Há uma contradição curiosa — e reveladora — no modo como o brasileiro enxerga sua relação com o dinheiro: mesmo com apenas 24% da população se considerando em boa situação financeira, 83% acreditam que suas finanças vão melhorar nos próximos dois anos. A esperança, mais uma vez, suplanta a realidade. Mas ela não é ingênua. É uma esperança moldada pela resiliência.
Esse dado, retirado do estudo “Futuro da Relação do Brasileiro com o Dinheiro e as Finanças”, desenvolvido pela Croma Consultoria, escancara algo que venho observando há anos: o otimismo do brasileiro não é um delírio coletivo, é uma forma de sobrevivência. E, na maioria das vezes, é carregado nas costas por quem enfrenta as maiores dificuldades — como a Classe C que, mesmo pressionada pela inadimplência, ainda lidera o índice de confiança no futuro.
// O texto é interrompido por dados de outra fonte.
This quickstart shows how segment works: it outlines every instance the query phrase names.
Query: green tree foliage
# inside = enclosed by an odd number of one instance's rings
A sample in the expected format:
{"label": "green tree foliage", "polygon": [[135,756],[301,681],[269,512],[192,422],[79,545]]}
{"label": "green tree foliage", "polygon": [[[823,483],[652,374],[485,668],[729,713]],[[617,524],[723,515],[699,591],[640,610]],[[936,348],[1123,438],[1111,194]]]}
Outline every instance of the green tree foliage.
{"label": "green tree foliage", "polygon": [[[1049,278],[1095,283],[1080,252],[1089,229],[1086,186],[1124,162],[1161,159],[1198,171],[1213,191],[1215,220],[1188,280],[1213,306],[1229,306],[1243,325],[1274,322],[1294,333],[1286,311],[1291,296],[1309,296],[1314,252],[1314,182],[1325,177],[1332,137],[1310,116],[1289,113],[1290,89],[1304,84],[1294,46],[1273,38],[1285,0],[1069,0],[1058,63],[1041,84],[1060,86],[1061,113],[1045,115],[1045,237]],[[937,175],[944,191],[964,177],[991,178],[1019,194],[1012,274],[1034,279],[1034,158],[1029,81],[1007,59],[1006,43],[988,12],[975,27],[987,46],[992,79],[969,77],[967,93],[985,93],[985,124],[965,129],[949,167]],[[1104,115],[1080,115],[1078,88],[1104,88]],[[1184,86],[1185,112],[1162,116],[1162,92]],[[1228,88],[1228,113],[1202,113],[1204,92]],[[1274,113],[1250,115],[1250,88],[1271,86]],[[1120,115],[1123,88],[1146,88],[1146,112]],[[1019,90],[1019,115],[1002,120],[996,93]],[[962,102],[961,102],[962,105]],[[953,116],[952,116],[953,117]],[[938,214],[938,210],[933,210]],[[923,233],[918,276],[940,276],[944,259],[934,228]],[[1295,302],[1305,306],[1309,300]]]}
Mas há uma camada ainda mais complexa e, talvez, preocupante nesse cenário: a juventude. A Geração Z, com seu protagonismo digital e potencial de transformação, é também o grupo que mais sente a precariedade no bolso. Quase metade deles classifica sua situação financeira como ruim ou péssima. E isso desmonta o discurso fácil de que são apenas jovens gastadores ou mal-educados financeiramente. O problema é estrutural: empregos instáveis, baixa remuneração, alta rotatividade. Um ambiente hostil para quem está começando.
Esse desalento se torna ainda mais profundo quando olhamos para as desigualdades regionais. Norte e Nordeste carregam os piores índices de empregabilidade e inadimplência — realidades que não se resolvem apenas com tecnologia ou educação financeira. Falta base. Falta infraestrutura. Falta, sobretudo, vontade de enfrentar as causas da desigualdade com seriedade e continuidade.
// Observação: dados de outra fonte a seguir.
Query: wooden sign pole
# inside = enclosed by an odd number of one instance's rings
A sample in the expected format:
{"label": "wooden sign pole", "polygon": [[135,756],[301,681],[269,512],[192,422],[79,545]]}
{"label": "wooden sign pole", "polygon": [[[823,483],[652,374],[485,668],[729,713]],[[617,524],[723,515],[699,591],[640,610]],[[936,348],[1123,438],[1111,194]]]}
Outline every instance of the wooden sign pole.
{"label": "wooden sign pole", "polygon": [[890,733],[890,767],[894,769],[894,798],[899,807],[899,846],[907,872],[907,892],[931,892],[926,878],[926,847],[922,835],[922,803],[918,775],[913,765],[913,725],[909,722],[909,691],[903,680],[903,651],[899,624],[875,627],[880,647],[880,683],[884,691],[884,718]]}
E é justamente aí que o setor financeiro precisa deixar de olhar apenas para o futuro como uma promessa e começar a projetá-lo como responsabilidade. O estudo da Croma deixa claro: será preciso adotar uma abordagem personalizada, que compreenda os diferentes perfis e momentos de vida dos brasileiros. Não há mais espaço para soluções genéricas. A inclusão financeira real se dará com crédito consciente, serviços adequados e estratégias de mitigação de risco que levem em conta a vulnerabilidade de grandes parcelas da população.
Há, sim, movimentos promissores. As carteiras digitais e as novas tecnologias de pagamento vêm ocupando espaço — especialmente entre os mais jovens. Mas não podemos confundir acesso com solução. Ter uma carteira digital no celular não resolve o problema de quem não tem o que colocar nela. Ainda que 76% da Geração Z afirme querer economizar mais, o desejo esbarra na realidade de não conseguir poupar sequer 10% da renda.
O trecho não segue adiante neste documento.